Classic relational databases enable you to create highly normalized data models with schema that might contain a lot of tables. Logical entities are broken into several tables and every complex property of the primary entity (for example, list, array, collection) is placed into separate table.
An example of simple Person entity that has many email addresses and phone numbers is shown on the following diagram:
This simple but still highly normalized data model is optimized for large number of concurrent users who can update any of the tables in the diagram. We can have one user who is updating Person row, other who is concurrently updating EmailAddress for the same person, third that is updating PersonPhone, and fourth that is updating PhoneNumberType table without affecting each other. Furthermore, we can have several users that are updating different email addresses for the same user without affecting each other because locks are applied at the row-level. As we can see this model is designed for high concurrent updates of the same logical records.
The drawback of this approach is the fact that it requires many JOINs or separate queries to retrieve all necessary data if a user needs to get the data for a single person. Also, in order to insert new person that is physically split in several tables you would need to use transactions to update many table, and in many case we need to follow parent/child order defined by referential integrity, read primary key of the parent row before we insert child row, lock several tables, etc.
There are many workloads that cannot fully leverage this design because they have the following characteristics:
- There are no large number of separate users that update fine-grained pieces of information for the same entity at the same time.

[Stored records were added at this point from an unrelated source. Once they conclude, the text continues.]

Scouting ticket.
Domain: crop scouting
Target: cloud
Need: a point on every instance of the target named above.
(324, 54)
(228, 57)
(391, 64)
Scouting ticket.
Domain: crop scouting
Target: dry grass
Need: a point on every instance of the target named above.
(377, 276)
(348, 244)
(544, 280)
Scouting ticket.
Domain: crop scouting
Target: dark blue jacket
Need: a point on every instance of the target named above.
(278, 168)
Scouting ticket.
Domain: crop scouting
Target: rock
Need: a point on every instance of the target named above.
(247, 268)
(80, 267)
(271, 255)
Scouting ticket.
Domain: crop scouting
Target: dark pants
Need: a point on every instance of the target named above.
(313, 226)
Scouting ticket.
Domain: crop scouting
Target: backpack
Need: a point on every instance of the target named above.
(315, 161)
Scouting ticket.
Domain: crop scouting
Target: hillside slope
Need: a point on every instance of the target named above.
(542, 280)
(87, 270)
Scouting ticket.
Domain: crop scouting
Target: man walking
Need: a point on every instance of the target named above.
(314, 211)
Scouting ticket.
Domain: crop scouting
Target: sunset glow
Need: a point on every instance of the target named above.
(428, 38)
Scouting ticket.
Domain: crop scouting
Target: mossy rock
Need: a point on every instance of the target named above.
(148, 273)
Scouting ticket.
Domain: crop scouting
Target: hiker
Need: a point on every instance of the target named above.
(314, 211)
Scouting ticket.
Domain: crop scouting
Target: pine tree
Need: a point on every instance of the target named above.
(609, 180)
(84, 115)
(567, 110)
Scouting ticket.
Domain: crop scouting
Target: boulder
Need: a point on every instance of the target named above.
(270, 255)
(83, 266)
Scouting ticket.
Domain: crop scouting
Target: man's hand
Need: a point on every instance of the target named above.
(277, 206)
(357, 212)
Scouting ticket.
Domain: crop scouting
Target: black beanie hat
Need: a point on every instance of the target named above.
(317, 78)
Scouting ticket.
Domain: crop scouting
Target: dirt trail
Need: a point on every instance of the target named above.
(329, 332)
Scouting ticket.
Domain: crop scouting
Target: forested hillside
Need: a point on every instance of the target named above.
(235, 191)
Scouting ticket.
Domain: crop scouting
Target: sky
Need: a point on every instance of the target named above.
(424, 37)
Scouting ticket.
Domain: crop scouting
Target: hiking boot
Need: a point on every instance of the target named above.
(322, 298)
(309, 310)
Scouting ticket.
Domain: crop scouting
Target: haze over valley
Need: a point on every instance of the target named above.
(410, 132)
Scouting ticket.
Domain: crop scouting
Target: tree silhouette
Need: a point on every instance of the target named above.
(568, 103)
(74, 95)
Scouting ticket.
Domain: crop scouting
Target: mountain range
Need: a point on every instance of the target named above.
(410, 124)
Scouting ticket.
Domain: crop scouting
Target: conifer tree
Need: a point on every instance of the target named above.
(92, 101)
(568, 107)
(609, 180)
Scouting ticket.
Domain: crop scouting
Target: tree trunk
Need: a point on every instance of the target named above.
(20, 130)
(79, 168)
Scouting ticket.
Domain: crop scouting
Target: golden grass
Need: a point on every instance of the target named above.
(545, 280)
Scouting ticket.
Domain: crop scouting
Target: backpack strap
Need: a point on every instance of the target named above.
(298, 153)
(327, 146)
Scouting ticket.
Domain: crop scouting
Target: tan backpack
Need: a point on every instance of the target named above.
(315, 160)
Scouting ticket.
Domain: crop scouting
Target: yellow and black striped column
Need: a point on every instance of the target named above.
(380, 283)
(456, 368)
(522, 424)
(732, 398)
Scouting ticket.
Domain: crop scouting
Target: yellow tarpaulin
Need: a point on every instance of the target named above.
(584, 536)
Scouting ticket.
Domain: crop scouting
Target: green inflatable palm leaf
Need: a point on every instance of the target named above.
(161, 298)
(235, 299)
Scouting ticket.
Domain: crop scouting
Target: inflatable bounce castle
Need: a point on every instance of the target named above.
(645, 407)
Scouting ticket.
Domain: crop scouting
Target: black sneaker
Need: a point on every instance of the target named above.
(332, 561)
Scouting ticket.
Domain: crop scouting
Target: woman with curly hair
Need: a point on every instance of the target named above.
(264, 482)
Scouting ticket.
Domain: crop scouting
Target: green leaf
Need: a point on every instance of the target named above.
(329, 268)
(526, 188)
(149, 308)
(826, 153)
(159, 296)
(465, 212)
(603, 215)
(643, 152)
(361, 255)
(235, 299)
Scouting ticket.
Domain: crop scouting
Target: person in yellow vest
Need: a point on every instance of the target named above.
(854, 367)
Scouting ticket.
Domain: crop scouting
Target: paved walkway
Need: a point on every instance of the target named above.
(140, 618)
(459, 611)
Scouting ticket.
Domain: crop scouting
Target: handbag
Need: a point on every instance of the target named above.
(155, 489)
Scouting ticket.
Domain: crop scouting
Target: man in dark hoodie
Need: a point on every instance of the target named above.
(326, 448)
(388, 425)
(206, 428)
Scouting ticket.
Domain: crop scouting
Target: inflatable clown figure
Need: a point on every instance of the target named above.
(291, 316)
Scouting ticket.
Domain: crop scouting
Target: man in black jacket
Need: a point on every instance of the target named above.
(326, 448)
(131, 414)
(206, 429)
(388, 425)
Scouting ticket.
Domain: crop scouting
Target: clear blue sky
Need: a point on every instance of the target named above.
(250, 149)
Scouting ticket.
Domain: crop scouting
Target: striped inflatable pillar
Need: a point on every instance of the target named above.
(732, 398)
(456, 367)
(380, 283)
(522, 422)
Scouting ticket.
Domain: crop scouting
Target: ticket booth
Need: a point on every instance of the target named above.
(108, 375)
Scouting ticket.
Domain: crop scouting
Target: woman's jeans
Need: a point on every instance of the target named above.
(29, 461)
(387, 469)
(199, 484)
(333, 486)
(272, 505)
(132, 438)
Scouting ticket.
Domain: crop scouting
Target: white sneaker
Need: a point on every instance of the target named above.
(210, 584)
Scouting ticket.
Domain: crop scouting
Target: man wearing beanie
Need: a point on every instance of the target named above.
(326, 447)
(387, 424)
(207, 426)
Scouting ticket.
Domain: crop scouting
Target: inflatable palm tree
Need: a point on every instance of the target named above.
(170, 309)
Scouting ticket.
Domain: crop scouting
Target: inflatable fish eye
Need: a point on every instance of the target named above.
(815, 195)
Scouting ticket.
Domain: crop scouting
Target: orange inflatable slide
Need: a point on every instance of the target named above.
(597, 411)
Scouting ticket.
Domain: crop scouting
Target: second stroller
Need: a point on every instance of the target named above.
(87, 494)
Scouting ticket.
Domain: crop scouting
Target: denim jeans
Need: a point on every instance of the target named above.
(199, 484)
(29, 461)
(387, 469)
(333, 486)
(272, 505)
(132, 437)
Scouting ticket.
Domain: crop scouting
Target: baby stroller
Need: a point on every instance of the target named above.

- User who are reading information about primary/logical entity (Person) usually must read all related information.
- Users are updating logical entity in one transaction, and not individual pieces (emails, phones). Complex entities are updated in batches and involve insert/updates both in primary table (Person in this case), and all related secondary tables, which might cause locking issues.
In the schema displayed above, we can notice that email addresses and phone numbers for persons are not frequently changed (how many times you have changed email address or phone number in the last month?) For these types of workloads, highly normalized schema doesn’t provide the main high concurrency benefit but introduces the cost of reading and updating highly normalized data.
Architects sometime choose NoSQL databases for that kind of models and workloads, because NoSQL collections enable them to physically store logical entities as single record (usually formatted as JSON). However, this choice is a problem if some parts of the schema must stay in SQL Database because they would need to join relational and non-relational data from the different sources in the application layer.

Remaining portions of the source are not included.